Doug Chia, executive director of the governance center at the Confidence Board think tank, said the lesson from the Marchionne case is that boards need to think about having "some kind of procedure where there is some periodic checkup on the CEO's health, or some kind of advanced agreement that the CEO will let them know about medical information."
Giuseppe Berta, who has written books about Fiat and Fiat Chrysler and who knew Marchionne, expressed surprise that heir to the Fiat-founding Agnelli family, FCA Chairman John Elkann, had not known about Marchionne's illness.
"Evidently, the ties between Marchionne the manager and John Elkann the shareholder were by now very deteriorated," Berta said. "Under normal circumstances, something of this sort would emerge."

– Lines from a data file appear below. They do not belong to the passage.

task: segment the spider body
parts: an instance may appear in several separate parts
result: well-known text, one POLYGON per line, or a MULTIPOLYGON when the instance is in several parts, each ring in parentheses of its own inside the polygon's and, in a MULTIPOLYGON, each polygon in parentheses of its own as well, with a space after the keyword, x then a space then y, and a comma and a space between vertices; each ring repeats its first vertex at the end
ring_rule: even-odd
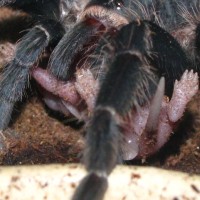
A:
POLYGON ((46 95, 50 107, 80 119, 87 110, 84 120, 92 113, 84 152, 88 176, 73 199, 102 199, 120 155, 129 160, 155 153, 198 90, 197 74, 186 70, 198 71, 199 25, 193 8, 199 3, 1 0, 0 6, 29 13, 34 26, 2 72, 0 129, 8 126, 30 75, 54 94, 46 95), (49 45, 55 48, 42 70, 36 63, 49 45))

While Marchionne had put Fiat Chrysler on a strong financial footing, having eliminated debt as long promised, Berta said hewing to that goal also meant that the carmaker did not make the investments in new products that competitors did, including for electric cars and looking ahead to greater automotive connectivity and autonomous driving. Berta speculated it was Marchionne's desire to put the company on firmer ground to meet the goals in the 5-year-plan he laid out on June 1 that led him to hide his illness.
Such gestures, however, are useless hubris, experts say.
"Nobody — and I mean nobody — is indispensable," Cooper said. "Everyone said 'What is going to happen to Apple after Steve Jobs?' Has it done badly?"
AP Automotive Writer Tom Krisher contributed from Detroit.